Sequence Input/Output

In this chapter, we'll discuss how to read in sequence files using the FASTX.jl package. More information about the FASTX.jl package can be found at https://biojulia.dev/FASTX.jl/stable/ and with the built-in documentation you can access directly within the Julia REPL.

julia> using FASTX
julia> ?FASTX

If FASTX is not already in your environment, it can be easily added from the Julia Registry.

To demonstrate how to use this package, let's try to read in some real-world data!

The FASTX package can read in three file types: fasta, fastq, and fai.

FASTA files

FASTA files are text files containing biological sequence data. They contain three parts: identifier, description, and sequence.

The template of a sequence record is:

>{description}
{sequence}

The identifier is the first part of the description until the first whitespace. If there is no whitespace, the identifier and description are the same.

Here is an example fasta:

>chrI chromosome 1
CCACACCACACCCACACACCCACACACCACACCACACACCACACCACACC
CACACACACACATCCTAACACTACCCTAACACAGCCCTAATCTA

FASTQ files

FASTQ files are also text-based files that contain sequences, along with an identifier and description. However, they also store sequence quality information (the Q is for quality!).

The template of a sequence record is:

@{description}
{sequence}
+{description}?
{qualities}

Here is an example record:

@FSRRS4401BE7HA
tcagTTAAGATGGGAT
+
###EEEEEEEEE##E#

FAI files

FAI (FASTA index) files are used in conjunction with FASTA or FASTQ files. They are text files with TAB-delimited columns. They allow the user to access specific regions of the reference FASTA/FASTQ without reading in the entire sequence into memory. More information about fai index files can be found here.

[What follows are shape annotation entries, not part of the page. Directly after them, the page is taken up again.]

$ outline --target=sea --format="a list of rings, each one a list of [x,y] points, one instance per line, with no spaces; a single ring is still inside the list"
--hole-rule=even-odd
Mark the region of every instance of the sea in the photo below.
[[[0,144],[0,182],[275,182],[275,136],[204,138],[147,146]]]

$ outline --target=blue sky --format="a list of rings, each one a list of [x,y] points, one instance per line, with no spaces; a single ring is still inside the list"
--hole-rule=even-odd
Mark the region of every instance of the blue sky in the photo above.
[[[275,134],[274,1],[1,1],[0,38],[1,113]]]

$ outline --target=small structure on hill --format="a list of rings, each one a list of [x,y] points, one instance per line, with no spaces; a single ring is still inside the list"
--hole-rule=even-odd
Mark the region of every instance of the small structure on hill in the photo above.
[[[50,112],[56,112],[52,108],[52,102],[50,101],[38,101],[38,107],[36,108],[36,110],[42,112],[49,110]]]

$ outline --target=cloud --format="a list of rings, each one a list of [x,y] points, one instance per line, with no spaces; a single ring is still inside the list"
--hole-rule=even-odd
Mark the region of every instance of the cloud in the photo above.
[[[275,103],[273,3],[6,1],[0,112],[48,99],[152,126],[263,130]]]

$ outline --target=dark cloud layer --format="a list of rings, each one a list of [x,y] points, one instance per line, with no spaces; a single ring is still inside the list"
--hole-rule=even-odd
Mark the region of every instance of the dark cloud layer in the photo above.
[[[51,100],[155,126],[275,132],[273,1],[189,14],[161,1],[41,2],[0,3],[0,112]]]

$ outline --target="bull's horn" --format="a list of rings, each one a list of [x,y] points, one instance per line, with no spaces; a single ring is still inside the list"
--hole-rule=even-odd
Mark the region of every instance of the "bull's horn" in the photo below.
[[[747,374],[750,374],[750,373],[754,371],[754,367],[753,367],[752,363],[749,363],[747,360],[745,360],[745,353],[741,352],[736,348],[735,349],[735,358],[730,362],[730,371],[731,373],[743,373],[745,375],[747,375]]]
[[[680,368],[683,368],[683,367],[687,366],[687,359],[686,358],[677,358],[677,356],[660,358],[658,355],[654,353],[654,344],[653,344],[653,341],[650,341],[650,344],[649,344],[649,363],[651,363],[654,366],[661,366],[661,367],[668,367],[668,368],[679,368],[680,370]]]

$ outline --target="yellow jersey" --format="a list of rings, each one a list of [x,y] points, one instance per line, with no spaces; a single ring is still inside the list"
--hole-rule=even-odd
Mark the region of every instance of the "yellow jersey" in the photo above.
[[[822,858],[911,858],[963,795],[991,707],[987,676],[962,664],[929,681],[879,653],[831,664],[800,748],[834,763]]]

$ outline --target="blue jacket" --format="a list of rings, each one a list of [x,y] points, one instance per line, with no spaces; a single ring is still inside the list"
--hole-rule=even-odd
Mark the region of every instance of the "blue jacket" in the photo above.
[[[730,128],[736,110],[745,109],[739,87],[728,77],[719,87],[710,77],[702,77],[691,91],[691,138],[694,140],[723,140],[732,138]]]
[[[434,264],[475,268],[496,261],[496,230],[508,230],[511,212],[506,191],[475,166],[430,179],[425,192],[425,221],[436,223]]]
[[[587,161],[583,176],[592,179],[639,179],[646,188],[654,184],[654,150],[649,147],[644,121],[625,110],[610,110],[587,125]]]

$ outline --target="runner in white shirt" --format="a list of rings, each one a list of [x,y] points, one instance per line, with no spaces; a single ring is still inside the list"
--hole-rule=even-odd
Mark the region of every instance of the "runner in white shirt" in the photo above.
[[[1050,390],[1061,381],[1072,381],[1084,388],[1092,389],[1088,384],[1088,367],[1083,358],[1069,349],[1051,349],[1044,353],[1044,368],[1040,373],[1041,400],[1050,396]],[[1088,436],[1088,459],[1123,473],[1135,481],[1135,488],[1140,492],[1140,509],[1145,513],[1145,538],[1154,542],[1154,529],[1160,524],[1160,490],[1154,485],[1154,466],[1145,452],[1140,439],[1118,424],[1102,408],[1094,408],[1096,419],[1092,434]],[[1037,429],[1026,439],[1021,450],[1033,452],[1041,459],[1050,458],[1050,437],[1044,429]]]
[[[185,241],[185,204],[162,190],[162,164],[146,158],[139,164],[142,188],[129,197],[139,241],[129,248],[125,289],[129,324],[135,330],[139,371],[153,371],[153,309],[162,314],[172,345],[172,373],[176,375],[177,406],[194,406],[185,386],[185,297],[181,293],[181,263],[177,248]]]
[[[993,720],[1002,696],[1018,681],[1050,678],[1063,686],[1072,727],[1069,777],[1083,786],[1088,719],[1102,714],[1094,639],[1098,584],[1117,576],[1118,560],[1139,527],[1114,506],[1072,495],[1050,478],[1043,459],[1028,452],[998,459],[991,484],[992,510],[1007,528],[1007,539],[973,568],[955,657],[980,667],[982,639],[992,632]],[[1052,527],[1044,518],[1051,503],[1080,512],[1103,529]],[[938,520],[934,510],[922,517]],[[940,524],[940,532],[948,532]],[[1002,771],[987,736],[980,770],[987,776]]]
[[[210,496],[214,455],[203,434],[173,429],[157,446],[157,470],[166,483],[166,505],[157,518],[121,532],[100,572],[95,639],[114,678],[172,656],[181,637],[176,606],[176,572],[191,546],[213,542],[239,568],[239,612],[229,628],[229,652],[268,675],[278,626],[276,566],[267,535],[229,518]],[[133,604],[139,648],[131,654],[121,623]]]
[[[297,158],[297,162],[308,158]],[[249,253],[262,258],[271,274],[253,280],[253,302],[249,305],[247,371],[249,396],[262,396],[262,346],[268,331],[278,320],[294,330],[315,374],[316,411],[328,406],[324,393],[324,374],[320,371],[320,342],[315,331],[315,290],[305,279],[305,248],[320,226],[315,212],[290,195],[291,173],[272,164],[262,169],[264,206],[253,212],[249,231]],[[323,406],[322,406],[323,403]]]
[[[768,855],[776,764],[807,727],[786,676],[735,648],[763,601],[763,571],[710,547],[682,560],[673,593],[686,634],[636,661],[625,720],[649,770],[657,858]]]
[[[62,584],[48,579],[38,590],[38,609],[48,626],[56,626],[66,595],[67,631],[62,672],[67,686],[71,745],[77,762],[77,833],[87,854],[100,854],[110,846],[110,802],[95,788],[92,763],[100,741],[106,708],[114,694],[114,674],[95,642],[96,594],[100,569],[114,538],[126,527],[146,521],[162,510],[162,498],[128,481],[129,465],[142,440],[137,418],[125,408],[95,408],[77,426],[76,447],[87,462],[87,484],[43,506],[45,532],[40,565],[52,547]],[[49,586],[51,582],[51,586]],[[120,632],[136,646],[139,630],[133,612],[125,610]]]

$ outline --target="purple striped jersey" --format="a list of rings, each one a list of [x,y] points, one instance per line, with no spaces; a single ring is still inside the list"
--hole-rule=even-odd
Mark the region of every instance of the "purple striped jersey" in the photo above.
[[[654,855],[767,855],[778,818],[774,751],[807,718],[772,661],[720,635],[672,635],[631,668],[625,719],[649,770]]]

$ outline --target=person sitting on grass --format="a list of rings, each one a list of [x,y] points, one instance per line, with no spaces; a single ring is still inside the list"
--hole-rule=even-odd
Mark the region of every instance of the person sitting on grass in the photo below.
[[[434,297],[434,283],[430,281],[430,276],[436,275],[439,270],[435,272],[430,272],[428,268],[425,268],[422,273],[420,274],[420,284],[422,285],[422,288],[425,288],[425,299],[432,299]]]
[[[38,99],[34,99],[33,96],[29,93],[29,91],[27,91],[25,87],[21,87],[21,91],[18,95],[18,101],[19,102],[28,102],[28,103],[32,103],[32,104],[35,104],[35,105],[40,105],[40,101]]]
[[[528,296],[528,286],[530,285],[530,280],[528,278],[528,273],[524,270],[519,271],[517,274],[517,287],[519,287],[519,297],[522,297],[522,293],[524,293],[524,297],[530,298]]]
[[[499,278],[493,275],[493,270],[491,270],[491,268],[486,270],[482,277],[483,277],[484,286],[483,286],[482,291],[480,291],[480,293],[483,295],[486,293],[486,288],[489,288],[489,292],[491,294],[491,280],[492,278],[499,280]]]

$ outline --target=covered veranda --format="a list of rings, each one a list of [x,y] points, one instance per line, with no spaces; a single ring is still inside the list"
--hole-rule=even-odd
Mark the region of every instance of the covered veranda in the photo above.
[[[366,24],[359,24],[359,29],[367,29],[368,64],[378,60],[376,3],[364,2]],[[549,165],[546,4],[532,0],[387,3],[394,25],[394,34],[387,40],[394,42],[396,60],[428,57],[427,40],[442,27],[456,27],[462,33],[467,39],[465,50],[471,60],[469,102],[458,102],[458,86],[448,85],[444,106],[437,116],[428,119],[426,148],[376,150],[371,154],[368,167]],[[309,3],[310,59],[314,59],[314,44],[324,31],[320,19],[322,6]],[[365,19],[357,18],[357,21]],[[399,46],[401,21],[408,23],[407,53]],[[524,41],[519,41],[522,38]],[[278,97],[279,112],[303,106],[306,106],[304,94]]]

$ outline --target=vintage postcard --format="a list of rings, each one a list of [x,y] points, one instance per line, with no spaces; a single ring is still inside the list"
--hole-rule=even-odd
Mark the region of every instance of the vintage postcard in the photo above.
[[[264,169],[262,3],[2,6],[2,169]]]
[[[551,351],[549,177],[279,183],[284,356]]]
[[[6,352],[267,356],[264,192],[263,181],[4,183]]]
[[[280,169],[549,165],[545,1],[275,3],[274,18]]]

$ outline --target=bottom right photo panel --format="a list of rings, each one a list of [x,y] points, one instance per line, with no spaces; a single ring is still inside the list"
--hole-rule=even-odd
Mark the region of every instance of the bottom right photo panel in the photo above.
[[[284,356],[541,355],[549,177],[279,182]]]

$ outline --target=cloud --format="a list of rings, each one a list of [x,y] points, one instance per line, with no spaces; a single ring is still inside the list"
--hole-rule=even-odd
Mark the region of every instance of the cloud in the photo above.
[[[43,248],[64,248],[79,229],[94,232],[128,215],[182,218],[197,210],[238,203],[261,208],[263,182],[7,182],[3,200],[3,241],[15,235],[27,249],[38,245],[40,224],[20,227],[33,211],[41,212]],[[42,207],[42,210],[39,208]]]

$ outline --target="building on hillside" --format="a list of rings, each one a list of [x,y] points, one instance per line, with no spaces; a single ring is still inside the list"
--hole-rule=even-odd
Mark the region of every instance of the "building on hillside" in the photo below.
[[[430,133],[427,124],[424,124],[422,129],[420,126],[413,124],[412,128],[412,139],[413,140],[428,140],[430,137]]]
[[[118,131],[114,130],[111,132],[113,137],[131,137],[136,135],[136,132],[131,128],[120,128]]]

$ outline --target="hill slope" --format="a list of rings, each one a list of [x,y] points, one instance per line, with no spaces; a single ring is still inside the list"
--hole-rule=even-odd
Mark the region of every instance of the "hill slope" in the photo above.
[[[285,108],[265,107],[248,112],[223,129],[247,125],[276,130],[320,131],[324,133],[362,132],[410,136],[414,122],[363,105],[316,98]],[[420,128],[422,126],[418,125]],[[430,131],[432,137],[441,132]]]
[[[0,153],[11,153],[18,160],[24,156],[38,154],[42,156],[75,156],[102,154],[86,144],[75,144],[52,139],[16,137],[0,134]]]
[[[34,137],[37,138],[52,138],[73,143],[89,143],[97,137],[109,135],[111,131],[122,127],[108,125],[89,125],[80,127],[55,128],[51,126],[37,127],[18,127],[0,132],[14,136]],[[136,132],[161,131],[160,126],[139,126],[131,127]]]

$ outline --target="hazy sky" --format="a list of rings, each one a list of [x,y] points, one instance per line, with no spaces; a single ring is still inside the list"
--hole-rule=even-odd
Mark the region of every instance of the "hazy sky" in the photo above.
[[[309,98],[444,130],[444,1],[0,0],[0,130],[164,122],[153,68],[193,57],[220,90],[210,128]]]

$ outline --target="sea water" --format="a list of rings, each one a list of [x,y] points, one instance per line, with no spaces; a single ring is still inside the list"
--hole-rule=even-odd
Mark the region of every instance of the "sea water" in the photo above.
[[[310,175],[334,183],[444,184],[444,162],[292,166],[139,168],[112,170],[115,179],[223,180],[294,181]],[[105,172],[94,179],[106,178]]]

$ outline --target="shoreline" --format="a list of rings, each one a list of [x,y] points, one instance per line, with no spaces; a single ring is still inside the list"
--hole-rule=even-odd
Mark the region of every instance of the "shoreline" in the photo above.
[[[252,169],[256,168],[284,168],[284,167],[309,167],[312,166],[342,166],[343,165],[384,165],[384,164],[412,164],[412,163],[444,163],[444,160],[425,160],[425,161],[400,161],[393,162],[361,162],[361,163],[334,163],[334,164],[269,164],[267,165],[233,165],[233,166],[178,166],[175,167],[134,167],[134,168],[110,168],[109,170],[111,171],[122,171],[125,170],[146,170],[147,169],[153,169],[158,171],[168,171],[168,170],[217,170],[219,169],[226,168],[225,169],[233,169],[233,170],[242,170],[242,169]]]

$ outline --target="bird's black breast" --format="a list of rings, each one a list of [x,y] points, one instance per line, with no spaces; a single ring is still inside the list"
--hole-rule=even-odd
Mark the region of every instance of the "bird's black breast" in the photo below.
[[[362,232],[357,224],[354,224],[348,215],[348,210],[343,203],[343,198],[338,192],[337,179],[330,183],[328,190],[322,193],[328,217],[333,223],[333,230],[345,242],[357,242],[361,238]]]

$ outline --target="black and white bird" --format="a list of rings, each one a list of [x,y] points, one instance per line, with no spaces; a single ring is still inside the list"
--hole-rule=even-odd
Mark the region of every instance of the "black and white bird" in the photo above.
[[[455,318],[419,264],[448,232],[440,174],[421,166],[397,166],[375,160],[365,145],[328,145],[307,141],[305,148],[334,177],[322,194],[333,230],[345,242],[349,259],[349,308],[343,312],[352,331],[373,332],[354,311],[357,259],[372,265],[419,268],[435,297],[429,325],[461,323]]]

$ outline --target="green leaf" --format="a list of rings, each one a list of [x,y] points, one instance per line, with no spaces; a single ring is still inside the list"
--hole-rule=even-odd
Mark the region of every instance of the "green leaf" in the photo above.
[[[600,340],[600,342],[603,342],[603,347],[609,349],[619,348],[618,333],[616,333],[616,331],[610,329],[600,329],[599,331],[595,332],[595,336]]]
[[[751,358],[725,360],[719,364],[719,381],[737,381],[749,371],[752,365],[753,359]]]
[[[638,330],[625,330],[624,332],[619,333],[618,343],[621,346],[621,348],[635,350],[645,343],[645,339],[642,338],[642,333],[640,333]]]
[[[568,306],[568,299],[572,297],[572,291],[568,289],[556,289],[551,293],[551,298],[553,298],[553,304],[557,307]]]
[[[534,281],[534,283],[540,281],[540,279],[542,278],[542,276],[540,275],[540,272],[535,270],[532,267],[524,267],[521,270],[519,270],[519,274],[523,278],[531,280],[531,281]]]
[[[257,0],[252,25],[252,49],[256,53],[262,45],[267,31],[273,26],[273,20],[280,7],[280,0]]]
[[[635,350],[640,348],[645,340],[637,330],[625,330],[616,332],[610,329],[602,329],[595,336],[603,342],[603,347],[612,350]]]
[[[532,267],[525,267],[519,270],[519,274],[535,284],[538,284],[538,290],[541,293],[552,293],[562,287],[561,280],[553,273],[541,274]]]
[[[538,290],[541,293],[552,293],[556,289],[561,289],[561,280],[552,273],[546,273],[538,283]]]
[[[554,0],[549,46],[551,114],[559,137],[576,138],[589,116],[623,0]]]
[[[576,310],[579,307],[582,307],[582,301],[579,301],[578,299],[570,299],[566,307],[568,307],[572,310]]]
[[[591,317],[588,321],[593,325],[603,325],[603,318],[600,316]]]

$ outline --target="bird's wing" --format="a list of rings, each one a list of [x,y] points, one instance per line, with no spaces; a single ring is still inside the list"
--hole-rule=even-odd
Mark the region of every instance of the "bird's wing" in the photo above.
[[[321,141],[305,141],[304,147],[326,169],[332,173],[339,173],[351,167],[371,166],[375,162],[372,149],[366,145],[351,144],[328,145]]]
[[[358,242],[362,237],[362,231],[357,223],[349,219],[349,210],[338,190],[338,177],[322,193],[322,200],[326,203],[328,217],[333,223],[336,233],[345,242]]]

NAME	Name of this reference sequence
LENGTH	Total length of this reference sequence, in bases
OFFSET	Offset in the FASTA/FASTQ file of this sequence's first base
LINEBASES	The number of bases on each line
LINEWIDTH	The number of bytes in each line, including the newline
QUALOFFSET	Offset of sequence's first quality within the FASTQ file

We will read in a FASTA file containing the mecA gene. mecA is an antibiotic resistance gene commonly found in methicillin-resistant Staphylococcus aureus (MRSA). It encodes an alternative penicillin-binding protein that allows the bacteria to resist beta-lactam antibiotics like methicillin. It is typically 2.1 kB long. This specific reference fasta was downloaded from NCBI here. More information about this reference sequence can be found here.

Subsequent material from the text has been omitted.